Think big, white, streamers, and don't be afraid to use synthetic hairs so they are lighter and easier to cast on a smaller rod.


----------



## TxLadyAngler (Oct 6, 2004)

Skinny Water said:


> Hi Patricia,
> 
> Who are you booked with?


The Texas Lady Anglers are booked with Capt. Ernest Cisneros, Capt. Trisha, and Capt. Mike McBride.

The trip is not booked as a flyfishing trip, but I will be bringing my gear anyway. A lot of the ladies will be trailoring their own boats as well. We'll be down there for 4 days, fishing with the guides on one of the four days and then setting off on our own boats on the 2nd day . . . so I am determined to use the flyrod on one of those outings.

Thanks so much for everyone's advise.
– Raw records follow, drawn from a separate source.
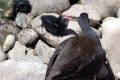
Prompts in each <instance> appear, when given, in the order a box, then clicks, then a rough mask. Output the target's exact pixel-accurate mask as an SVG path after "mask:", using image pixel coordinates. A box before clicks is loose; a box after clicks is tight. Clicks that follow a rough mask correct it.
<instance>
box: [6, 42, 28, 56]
mask: <svg viewBox="0 0 120 80" xmlns="http://www.w3.org/2000/svg"><path fill="white" fill-rule="evenodd" d="M26 50H27V48H26V46H24V45H22V44H21V43H20V42H18V41H16V43H15V46H14V47H13V49H12V50H10V51H9V52H8V54H7V56H8V58H15V57H18V56H25V55H26Z"/></svg>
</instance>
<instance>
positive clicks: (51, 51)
mask: <svg viewBox="0 0 120 80" xmlns="http://www.w3.org/2000/svg"><path fill="white" fill-rule="evenodd" d="M35 50H36V52H37V54H38V56H39V58H40V60H42V61H43V62H44V61H48V62H49V60H50V56H51V55H52V54H53V52H54V51H55V49H51V47H49V46H48V45H47V44H45V43H44V42H43V41H42V40H39V41H38V43H37V44H36V46H35Z"/></svg>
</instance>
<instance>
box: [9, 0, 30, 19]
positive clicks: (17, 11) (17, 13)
mask: <svg viewBox="0 0 120 80" xmlns="http://www.w3.org/2000/svg"><path fill="white" fill-rule="evenodd" d="M31 9H32V7H31V5H30V3H29V1H28V0H18V1H17V2H15V3H14V5H13V8H12V12H11V13H10V14H9V15H8V19H11V20H13V21H14V20H15V18H16V15H17V14H18V12H22V13H26V14H28V13H30V12H31Z"/></svg>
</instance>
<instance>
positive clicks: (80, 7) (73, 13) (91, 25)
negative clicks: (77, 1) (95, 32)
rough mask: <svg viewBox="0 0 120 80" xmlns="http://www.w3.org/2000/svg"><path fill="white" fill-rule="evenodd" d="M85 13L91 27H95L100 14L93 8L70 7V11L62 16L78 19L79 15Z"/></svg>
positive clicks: (90, 7)
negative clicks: (67, 16) (88, 15)
mask: <svg viewBox="0 0 120 80" xmlns="http://www.w3.org/2000/svg"><path fill="white" fill-rule="evenodd" d="M83 12H86V13H88V15H89V19H90V23H91V26H93V27H94V26H96V25H97V24H98V22H100V20H101V16H100V14H99V13H98V12H97V11H96V10H95V8H94V7H93V6H90V5H82V4H76V5H73V6H71V8H70V9H68V10H66V11H65V12H63V15H65V16H70V17H72V18H73V19H74V18H75V19H78V18H79V16H80V14H81V13H83Z"/></svg>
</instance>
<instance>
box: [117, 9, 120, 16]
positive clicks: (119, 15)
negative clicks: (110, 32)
mask: <svg viewBox="0 0 120 80" xmlns="http://www.w3.org/2000/svg"><path fill="white" fill-rule="evenodd" d="M117 17H118V18H120V8H119V9H118V12H117Z"/></svg>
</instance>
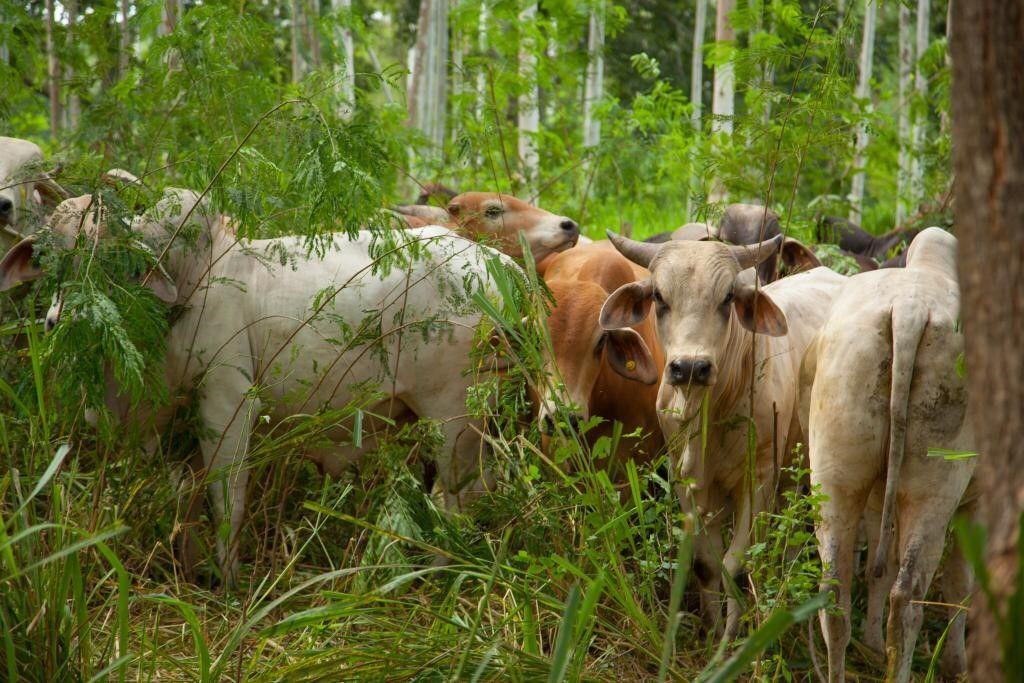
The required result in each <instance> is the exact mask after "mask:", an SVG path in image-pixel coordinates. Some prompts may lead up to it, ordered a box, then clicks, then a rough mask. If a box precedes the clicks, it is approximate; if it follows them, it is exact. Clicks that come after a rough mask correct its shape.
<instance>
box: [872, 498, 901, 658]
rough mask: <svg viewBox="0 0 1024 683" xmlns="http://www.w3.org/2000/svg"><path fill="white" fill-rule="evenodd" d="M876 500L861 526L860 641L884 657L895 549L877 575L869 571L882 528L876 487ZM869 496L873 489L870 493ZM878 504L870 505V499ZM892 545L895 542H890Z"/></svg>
mask: <svg viewBox="0 0 1024 683" xmlns="http://www.w3.org/2000/svg"><path fill="white" fill-rule="evenodd" d="M877 493H878V494H879V496H878V501H874V500H872V501H871V503H869V504H868V506H867V508H866V509H865V510H864V529H865V536H866V537H867V561H866V562H865V563H864V567H865V581H866V584H867V614H866V615H865V618H864V643H865V644H866V645H867V646H868V647H869V648H871V650H873V651H874V652H876V653H878V655H879V658H880V659H881V658H883V657H885V653H886V639H885V633H884V628H883V627H884V625H885V608H886V601H887V598H888V597H889V589H891V588H892V585H893V582H894V581H895V580H896V572H897V570H898V569H899V562H898V555H897V553H896V552H895V549H891V550H890V552H889V562H887V564H886V570H885V572H884V573H883V574H882V575H881V577H876V575H874V572H873V571H871V567H872V566H874V554H876V552H877V551H878V547H879V537H880V536H881V529H882V497H881V496H882V492H881V487H877ZM872 498H873V493H872ZM876 502H877V503H878V505H874V503H876ZM894 545H895V544H894Z"/></svg>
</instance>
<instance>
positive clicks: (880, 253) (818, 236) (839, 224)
mask: <svg viewBox="0 0 1024 683" xmlns="http://www.w3.org/2000/svg"><path fill="white" fill-rule="evenodd" d="M920 231H921V230H919V229H916V228H897V229H895V230H892V231H890V232H886V233H885V234H878V236H874V234H871V233H870V232H868V231H867V230H865V229H863V228H862V227H860V225H857V224H856V223H855V222H853V221H852V220H847V219H845V218H837V217H836V216H825V217H824V218H822V219H821V221H820V222H819V223H818V229H817V239H818V242H819V243H822V244H834V245H839V248H840V249H841V250H843V252H844V254H845V255H846V256H849V257H851V258H853V259H854V260H856V261H857V265H859V266H860V269H861V270H874V269H876V268H902V267H903V266H905V265H906V256H905V251H906V247H907V245H909V244H910V242H911V241H912V240H913V239H914V238H915V237H916V236H918V233H919V232H920ZM894 252H898V253H894Z"/></svg>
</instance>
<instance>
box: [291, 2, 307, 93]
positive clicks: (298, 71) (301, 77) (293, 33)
mask: <svg viewBox="0 0 1024 683" xmlns="http://www.w3.org/2000/svg"><path fill="white" fill-rule="evenodd" d="M303 16H304V12H303V11H302V0H291V19H292V82H293V83H298V82H299V81H301V80H302V76H303V75H304V74H305V71H306V63H305V59H304V58H303V56H302V34H303V33H304V28H303V26H304V25H303V22H304V19H303Z"/></svg>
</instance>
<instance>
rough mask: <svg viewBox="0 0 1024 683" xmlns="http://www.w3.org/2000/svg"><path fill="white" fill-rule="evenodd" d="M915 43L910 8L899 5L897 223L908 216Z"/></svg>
mask: <svg viewBox="0 0 1024 683" xmlns="http://www.w3.org/2000/svg"><path fill="white" fill-rule="evenodd" d="M912 63H913V45H912V44H911V43H910V10H909V9H908V8H907V7H906V5H903V4H900V6H899V106H898V109H899V165H898V168H897V171H896V224H897V225H901V224H902V223H903V219H904V218H906V216H907V213H908V212H907V206H906V201H907V197H908V196H909V193H908V187H907V185H908V184H909V179H910V67H911V65H912Z"/></svg>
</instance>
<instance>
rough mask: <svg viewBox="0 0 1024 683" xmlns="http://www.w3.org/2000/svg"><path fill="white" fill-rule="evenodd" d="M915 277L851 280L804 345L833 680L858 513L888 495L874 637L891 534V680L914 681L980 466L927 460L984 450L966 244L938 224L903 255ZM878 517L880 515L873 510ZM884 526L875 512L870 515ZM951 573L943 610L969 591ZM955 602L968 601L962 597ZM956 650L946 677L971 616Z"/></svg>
mask: <svg viewBox="0 0 1024 683" xmlns="http://www.w3.org/2000/svg"><path fill="white" fill-rule="evenodd" d="M907 254H908V256H907V263H906V268H902V269H897V268H893V269H885V270H874V271H870V272H864V273H861V274H858V275H856V276H854V278H851V279H850V280H849V282H847V284H846V285H845V286H844V287H843V289H842V291H841V293H840V295H839V296H838V297H837V299H836V303H835V305H834V308H833V312H831V314H830V316H829V318H828V321H827V322H826V323H825V325H824V326H823V327H822V328H821V331H820V332H819V333H818V335H817V337H816V339H815V341H814V342H813V344H812V345H811V347H810V348H809V349H808V352H807V355H806V357H805V359H804V365H803V369H802V373H801V402H802V404H803V405H802V414H803V415H802V421H803V422H804V423H805V424H806V425H807V426H808V439H809V441H808V444H809V451H810V465H811V481H812V483H814V484H817V485H820V486H821V490H822V493H823V494H825V495H826V496H827V497H828V499H827V500H826V502H825V503H823V505H822V510H821V523H820V524H819V525H818V528H817V538H818V551H819V553H820V556H821V561H822V562H823V564H824V565H825V566H826V567H827V579H828V580H829V581H830V582H835V586H833V585H830V584H829V585H827V586H828V590H834V591H835V592H836V597H837V601H836V602H837V605H838V606H839V607H840V610H839V611H835V610H830V611H827V612H824V611H823V612H822V613H821V627H822V630H823V631H824V634H825V642H826V644H827V647H828V672H829V679H830V680H833V681H841V680H843V679H844V675H845V672H844V660H845V656H846V647H847V644H848V643H849V640H850V615H849V610H850V583H851V580H852V572H853V550H854V544H855V543H856V531H857V526H858V524H859V521H860V518H861V515H862V514H864V513H865V510H866V511H867V512H871V510H870V508H871V507H872V506H870V505H869V502H870V497H871V495H872V490H873V492H876V495H877V496H881V494H882V489H883V487H884V490H885V493H884V499H883V503H882V506H881V507H882V521H881V526H877V525H874V526H873V528H872V524H870V522H869V524H868V546H869V558H868V565H869V567H868V571H869V573H870V574H871V575H869V582H870V583H871V587H870V593H872V595H871V596H870V597H869V603H870V606H869V610H868V623H867V627H866V628H867V636H868V640H869V641H876V642H873V643H872V644H876V645H878V644H880V643H878V642H877V641H881V612H882V609H881V601H880V599H879V598H880V596H882V595H884V593H880V592H879V588H880V587H883V586H885V585H886V584H885V583H880V582H879V581H876V579H877V578H879V577H881V575H882V574H884V573H885V570H886V567H887V565H888V558H887V554H888V553H889V552H890V546H891V545H892V544H891V542H892V540H893V532H894V531H893V527H894V524H895V536H896V544H895V546H896V548H897V557H898V561H899V570H898V574H897V575H896V580H895V584H893V585H892V590H891V592H890V594H889V604H890V613H889V624H888V629H887V639H886V650H887V652H888V656H889V675H888V677H887V680H896V681H907V680H909V677H910V664H911V658H912V654H913V646H914V642H915V641H916V638H918V632H919V631H920V629H921V623H922V617H923V612H922V610H923V607H922V605H921V603H920V601H921V600H923V599H924V598H925V593H926V592H927V591H928V587H929V585H930V584H931V581H932V574H933V573H934V572H935V569H936V567H937V566H938V563H939V560H940V558H941V557H942V549H943V545H944V541H945V533H946V527H947V525H948V523H949V519H950V518H951V516H952V514H953V512H954V511H955V510H956V508H957V506H958V505H959V504H961V500H962V497H963V496H964V493H965V490H966V489H967V486H968V483H969V482H970V480H971V476H972V472H973V470H974V460H973V459H970V460H956V461H947V460H944V459H943V458H937V457H929V456H928V449H929V447H930V446H943V447H948V449H954V450H964V451H971V450H973V449H974V435H973V433H972V430H971V425H970V423H969V422H968V421H967V420H966V419H965V412H966V409H967V383H966V380H965V379H964V378H963V377H961V375H959V374H958V373H957V371H956V364H957V357H958V356H959V354H961V353H963V351H964V339H963V336H962V335H961V333H959V331H958V322H957V321H958V316H959V287H958V285H957V282H956V240H955V238H953V237H952V236H951V234H949V233H948V232H946V231H944V230H942V229H940V228H937V227H932V228H928V229H927V230H925V231H923V232H921V233H920V234H919V236H918V237H916V238H915V239H914V241H913V243H912V244H911V246H910V249H909V251H908V252H907ZM873 507H876V508H877V507H878V506H873ZM872 516H873V517H874V519H876V524H878V515H877V514H876V515H872ZM950 560H951V561H950V562H948V563H947V566H946V568H945V571H944V573H945V574H946V579H948V580H950V581H951V585H952V589H951V590H950V588H949V585H948V584H947V585H946V586H944V589H945V590H944V592H945V593H946V595H945V596H944V597H945V599H946V601H947V602H958V601H959V600H962V599H963V598H964V597H965V595H966V593H967V591H968V589H969V584H970V578H969V573H968V569H967V567H966V566H965V564H964V561H963V558H962V557H961V556H959V555H958V554H954V555H953V556H951V558H950ZM956 593H958V594H956ZM953 626H954V628H953V630H952V631H951V633H950V635H949V637H948V638H947V641H946V646H945V652H944V661H943V668H944V669H945V670H946V673H948V674H950V675H952V676H953V677H955V674H956V673H958V672H961V671H963V669H964V667H965V665H966V659H965V656H964V617H963V615H961V616H959V617H957V618H956V621H955V622H954V625H953Z"/></svg>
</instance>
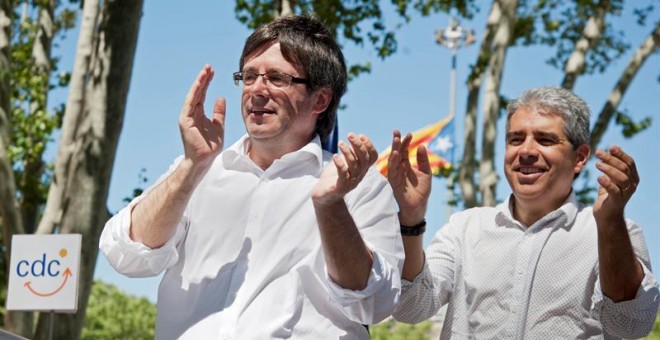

I have successfully tied my 1st clouser . . . while it's not the prettiest, it's a start.

And I will be attending the fly tying workshop this Thursday night at FTU . . . so hoping to get some more advice.

Next on my list is to try a seducer.

Thanks again,
Pat


----------



## Capt. Ernest Cisneros (Feb 10, 2005)

Hi Pat,

Hope all is well. I am certainly by no means even consider myself a fly fisherman, but I can say I have caught a few bones and redfish when they have been easy to target on a fly. 

As Chris suggested, make sure you get in contact with Andy Packmore at FTU. He knows his stuff and will lead you in the right direction. Also, I suggest giving Larry Haines a call, he is very knowledgable and helpful when it comes to catching snook on a fly. "The Shop" 956 943-1785. 

I do promise to try everything in my power and knowledge to make your dream come true. But, I warn you, it can become a serious addiction. 

Pat, if you need me to pick up some proven snook flies from Larry let me know and I will be glad to do it for you. 



Take care and see you soon,
Ernest Cisneros


----------